Sin embargo, no hay que malinterpretar estos antecedentes y sugerir que se retome el comportamiento sexual de los ancestros, con su permisividad, modos y frecuencia de procurarse placer, pues hay un camino milenario detrás nuestro que no todos están listos y dispuestos a abandonar. En el fondo, lo que nos hermana con los antepasados y nuestros primos los chimpancés es el uso del sexo como vehículo para fomentar los lazos afectivos, y solamente en segundo lugar como medio de procreación.
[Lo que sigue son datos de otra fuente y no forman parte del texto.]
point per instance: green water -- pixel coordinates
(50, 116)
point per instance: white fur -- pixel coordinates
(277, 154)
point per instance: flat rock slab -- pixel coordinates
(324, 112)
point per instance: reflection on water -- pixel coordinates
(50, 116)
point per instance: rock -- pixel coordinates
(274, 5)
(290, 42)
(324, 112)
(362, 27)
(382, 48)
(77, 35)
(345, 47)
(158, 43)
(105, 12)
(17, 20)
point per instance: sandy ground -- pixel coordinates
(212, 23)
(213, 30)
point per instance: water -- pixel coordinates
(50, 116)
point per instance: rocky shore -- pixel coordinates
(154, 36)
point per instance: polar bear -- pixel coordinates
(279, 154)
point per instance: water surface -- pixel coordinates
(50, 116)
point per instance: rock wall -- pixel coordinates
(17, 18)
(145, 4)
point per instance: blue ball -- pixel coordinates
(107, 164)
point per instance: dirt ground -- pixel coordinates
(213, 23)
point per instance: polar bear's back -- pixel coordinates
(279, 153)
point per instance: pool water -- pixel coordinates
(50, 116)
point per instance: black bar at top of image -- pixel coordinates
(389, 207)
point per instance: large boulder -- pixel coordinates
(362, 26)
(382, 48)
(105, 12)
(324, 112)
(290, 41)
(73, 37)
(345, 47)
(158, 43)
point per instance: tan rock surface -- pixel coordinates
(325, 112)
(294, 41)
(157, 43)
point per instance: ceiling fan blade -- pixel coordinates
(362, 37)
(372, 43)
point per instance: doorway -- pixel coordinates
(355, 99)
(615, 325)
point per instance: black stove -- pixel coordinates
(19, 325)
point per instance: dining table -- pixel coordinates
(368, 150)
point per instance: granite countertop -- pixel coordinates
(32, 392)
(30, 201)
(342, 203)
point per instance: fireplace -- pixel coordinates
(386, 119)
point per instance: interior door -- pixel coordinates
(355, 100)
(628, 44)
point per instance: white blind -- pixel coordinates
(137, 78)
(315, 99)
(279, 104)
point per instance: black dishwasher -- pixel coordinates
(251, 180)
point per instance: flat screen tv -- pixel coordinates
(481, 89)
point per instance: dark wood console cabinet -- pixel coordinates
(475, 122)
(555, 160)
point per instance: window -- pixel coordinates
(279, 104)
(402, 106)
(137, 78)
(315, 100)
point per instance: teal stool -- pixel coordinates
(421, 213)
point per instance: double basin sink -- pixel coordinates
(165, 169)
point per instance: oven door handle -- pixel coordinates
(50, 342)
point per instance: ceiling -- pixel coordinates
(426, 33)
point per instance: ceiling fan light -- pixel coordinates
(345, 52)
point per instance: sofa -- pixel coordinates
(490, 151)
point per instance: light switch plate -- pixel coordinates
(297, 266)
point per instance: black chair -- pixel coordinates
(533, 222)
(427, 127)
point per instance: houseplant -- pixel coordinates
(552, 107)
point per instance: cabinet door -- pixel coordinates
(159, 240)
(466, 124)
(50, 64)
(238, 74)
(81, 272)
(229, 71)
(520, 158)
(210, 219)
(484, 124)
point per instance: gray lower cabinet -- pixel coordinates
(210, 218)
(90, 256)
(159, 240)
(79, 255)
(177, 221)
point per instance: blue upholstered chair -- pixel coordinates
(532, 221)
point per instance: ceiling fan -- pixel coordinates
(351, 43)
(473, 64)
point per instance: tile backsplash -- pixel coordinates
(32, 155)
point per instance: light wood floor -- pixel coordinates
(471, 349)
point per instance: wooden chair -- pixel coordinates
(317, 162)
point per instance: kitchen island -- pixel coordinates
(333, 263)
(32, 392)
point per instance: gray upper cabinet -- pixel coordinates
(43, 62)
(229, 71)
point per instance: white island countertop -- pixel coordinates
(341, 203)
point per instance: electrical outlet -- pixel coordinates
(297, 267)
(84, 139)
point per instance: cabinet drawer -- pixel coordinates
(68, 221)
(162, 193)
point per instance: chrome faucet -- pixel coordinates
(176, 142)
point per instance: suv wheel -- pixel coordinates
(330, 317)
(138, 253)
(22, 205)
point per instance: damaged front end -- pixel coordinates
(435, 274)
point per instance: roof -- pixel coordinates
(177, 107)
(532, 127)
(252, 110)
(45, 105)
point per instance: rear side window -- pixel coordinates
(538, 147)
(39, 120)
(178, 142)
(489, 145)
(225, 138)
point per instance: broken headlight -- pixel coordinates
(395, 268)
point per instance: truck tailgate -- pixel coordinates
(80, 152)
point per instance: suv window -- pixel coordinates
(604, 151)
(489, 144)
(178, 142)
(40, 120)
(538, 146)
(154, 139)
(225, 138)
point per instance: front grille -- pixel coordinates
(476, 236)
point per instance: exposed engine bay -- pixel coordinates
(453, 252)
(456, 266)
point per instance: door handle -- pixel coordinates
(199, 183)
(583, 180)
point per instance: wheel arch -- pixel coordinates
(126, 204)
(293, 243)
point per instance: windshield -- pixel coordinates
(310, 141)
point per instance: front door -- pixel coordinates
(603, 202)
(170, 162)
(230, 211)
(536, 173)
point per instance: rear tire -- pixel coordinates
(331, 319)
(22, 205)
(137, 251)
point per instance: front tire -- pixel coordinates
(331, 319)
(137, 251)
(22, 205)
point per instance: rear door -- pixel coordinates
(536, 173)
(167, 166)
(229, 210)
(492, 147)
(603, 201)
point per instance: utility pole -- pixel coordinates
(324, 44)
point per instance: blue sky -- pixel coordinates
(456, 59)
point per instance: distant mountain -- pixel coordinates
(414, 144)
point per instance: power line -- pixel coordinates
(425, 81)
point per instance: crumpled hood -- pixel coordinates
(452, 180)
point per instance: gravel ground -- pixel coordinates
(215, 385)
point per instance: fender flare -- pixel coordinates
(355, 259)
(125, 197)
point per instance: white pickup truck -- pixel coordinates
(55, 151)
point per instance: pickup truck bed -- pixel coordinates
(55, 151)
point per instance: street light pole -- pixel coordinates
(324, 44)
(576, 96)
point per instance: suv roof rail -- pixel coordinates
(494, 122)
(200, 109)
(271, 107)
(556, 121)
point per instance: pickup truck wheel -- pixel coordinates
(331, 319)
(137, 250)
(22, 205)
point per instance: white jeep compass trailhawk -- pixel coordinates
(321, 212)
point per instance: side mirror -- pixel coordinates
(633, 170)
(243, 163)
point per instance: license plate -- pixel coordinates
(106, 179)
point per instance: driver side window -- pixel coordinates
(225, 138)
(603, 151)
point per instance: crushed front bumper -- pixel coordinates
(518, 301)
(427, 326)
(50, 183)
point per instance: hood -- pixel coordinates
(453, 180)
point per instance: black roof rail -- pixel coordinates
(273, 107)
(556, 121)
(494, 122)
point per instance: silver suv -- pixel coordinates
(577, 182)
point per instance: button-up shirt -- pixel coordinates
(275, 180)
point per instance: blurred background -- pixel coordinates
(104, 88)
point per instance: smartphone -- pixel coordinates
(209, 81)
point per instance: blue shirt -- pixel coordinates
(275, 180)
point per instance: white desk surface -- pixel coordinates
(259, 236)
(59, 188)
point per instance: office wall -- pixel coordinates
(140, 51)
No es gratuito que seamos la única especie dispuesta a tener relaciones sin importar los ciclos de fertilidad y en cualquier momento del día.

No es lo que tú piensas

Se da por sentada la fidelidad como parte de una relación íntima. Si hombre o mujer fallan en cumplir esta exigencia, el culpable es señalado por su traición a un acuerdo que, probablemente, nunca se negoció. Lo “normal” es darlo por hecho y omitirlo hasta que el divorcio o la ruptura llamen a la puerta. Como muchos malentendidos, la monogamia es una convención de la cultura que se confunde con un fenómeno natural, como el nacimiento y la muerte. A pesar de la realidad que la niega, hay un empeño en hacer pasar como verdad indiscutible una creencia colectiva que se tambalea en todos los continentes y todas las épocas. Escuchamos el ruido de los propios prejuicios, pero no el recordatorio de que en nuestros actos más íntimos va escrita la historia de la especie.